Integration By Substitution
Introduction
Integration by substitution is an extremely useful method for evaluating antiderivatives and integrals. However, I realized that its proof is not well known by many people.
In this article, I would like to provide a proof for the substitution for univariate definite integral and multivariate definite integral.
Prerequisites
Fundamental Theorem of Calculus
The fundamental theorem of calculus consists of two parts. The first part deals with the derivative of an antiderivative, while the second part deals with the relationship between antiderivatives and definite integrals.
The concrete proof of the two parts of the fundamental theorem of calculus can be found on Wikipedia and it’s straightforward to understand.
Part One
Let $f$ be a continuous real-valued function defined on a closed interval $[a, b]$. Let $F$ be the function defined, for all $x$ in $[a, b]$, by
$$
\begin{align}
F(x) = \int_{a}^{x} f(t)  dt
\end{align}
$$
Then, $F$ is uniformly continuous on $[a, b]$, differentiable on the open interval $(a, b)$, and
$$
\begin{align}
F’(x) = f(x)
\end{align}
$$
for all $x$ in $(a, b)$ where $F’(x)$ is defined as
$$
\begin{align}
F’(x) = \lim_{\Delta x \to 0} \frac{F(x + \Delta x) - F(x)}{\Delta x}
\end{align}
$$
So $F$ is called an antiderivative of $f$ on $[a, b]$.
Corollary
The corollary of the first part of the fundamental theorem of calculus states that if $f$ is a real-valued continuous function defined on a closed interval $[a, b]$, and $F$ is an antiderivative of $f$ on $[a, b]$, then
$$
\begin{align}
\int_{a}^{b} f(x)  dx = F(b) - F(a)
\end{align}
$$
This corollary is often used to compute definite integrals.
Also note that the corollary assumes that $f$ is continuous on $[a, b]$, it be strengthened in the part two of the fundamental theorem of calculus.
Part Two
Let $f$ be a real-valued function defined on a closed interval $[a, b]$ and $F$ be a continuous function on $[a, b]$ which is an antiderivative of $f$ in $(a, b)$:
$$
\begin{align}
F’(x) = f(x)
\end{align}
$$
Then, if $f$ is Riemann integrable on $[a, b]$, the following equation holds:
$$
\begin{align}
\int_{a}^{b} f(x)  dx = F(b) - F(a)
\end{align}
$$
The part two of the fundamental theorem of calculus is stronger than the corollary of the first part, because it does not require $f$ to be continuous on $[a, b]$.

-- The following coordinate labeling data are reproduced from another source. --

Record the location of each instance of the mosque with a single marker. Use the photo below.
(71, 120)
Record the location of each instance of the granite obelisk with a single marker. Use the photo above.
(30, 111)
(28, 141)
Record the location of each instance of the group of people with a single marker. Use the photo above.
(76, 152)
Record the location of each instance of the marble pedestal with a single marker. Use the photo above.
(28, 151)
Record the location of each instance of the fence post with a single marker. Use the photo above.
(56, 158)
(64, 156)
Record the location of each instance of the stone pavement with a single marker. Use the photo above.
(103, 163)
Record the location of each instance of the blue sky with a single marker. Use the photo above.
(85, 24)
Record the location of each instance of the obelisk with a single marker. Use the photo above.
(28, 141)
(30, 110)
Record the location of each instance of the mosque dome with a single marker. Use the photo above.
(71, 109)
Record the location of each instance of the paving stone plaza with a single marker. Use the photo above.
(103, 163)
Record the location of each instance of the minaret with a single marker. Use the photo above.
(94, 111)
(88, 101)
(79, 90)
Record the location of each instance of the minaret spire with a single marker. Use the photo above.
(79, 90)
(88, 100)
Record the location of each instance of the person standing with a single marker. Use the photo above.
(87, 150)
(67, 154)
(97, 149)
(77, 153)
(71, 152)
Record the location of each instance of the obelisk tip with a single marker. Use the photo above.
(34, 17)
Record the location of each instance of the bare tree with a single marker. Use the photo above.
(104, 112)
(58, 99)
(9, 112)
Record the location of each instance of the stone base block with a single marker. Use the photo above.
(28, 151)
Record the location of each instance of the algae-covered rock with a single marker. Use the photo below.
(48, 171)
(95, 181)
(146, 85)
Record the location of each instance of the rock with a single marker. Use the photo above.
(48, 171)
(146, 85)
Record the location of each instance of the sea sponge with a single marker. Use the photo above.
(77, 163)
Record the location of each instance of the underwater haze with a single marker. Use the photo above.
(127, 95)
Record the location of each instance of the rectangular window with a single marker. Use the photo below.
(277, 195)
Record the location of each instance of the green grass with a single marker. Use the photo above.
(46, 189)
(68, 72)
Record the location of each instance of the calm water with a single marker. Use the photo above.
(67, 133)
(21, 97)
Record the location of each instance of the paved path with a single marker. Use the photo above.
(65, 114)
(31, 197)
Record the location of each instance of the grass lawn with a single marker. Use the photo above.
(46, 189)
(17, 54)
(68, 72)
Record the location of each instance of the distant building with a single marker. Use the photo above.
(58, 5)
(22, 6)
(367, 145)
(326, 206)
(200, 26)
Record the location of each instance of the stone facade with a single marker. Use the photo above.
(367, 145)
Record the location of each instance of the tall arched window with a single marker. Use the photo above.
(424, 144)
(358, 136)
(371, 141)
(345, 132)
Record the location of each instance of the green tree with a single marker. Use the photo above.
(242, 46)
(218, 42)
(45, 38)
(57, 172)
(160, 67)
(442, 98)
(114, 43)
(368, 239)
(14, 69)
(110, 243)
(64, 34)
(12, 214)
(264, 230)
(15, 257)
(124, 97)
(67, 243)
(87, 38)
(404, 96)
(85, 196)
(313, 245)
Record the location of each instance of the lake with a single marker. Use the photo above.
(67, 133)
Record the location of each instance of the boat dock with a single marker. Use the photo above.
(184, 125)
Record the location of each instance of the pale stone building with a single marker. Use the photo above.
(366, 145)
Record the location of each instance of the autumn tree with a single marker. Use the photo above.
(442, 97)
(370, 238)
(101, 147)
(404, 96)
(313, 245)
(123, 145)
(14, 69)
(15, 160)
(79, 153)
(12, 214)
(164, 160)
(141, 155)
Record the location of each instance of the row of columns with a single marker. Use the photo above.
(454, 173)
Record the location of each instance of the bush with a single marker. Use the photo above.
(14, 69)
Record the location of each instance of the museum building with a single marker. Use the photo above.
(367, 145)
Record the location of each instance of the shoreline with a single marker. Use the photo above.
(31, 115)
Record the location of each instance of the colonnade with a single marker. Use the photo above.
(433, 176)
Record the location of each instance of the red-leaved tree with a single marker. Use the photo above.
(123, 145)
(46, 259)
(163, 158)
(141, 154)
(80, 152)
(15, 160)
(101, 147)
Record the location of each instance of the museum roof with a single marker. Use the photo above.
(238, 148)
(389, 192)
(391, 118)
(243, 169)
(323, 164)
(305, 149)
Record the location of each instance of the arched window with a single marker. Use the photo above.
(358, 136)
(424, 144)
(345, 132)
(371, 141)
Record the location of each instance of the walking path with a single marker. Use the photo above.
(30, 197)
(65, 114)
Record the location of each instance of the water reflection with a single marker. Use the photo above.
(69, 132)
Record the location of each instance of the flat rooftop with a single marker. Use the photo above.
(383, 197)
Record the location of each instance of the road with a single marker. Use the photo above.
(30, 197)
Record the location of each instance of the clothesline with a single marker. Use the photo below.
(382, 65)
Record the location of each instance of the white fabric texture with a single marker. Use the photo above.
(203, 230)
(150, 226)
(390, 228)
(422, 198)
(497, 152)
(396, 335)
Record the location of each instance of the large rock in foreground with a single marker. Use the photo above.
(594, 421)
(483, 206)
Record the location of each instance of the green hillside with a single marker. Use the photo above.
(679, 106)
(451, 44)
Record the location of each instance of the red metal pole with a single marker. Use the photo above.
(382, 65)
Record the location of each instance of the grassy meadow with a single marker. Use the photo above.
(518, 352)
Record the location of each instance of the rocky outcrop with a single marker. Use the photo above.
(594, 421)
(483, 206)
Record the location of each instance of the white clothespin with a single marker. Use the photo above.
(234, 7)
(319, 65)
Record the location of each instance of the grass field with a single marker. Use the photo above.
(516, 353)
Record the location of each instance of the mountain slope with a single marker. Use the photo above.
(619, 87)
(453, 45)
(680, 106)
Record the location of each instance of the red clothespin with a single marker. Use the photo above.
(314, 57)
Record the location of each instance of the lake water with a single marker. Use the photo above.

Determinant and Hyper Volume
Let $\mathbf{v}_1, \mathbf{v}_2, \ldots, \mathbf{v}_n$ be $n$ vectors in $\mathbb{R}^n$. Let $P$ be the parallelepiped spanned by these vectors, and let $A$ be the matrix with rows $\mathbf{v}_1, \mathbf{v}_2, \ldots, \mathbf{v}_n$. Then the absolute value of the determinant of $A$ is the $n$-dimensional volume (hyper volume) of $P$.
$$
\begin{align}
\left| \det(A) \right| = \text{vol}(P)
\end{align}
$$
The concrete proof of the equivalence between the absolute value of the determinant and the hyper volume can be found on my previous article “Determinant and Hyper Volume”.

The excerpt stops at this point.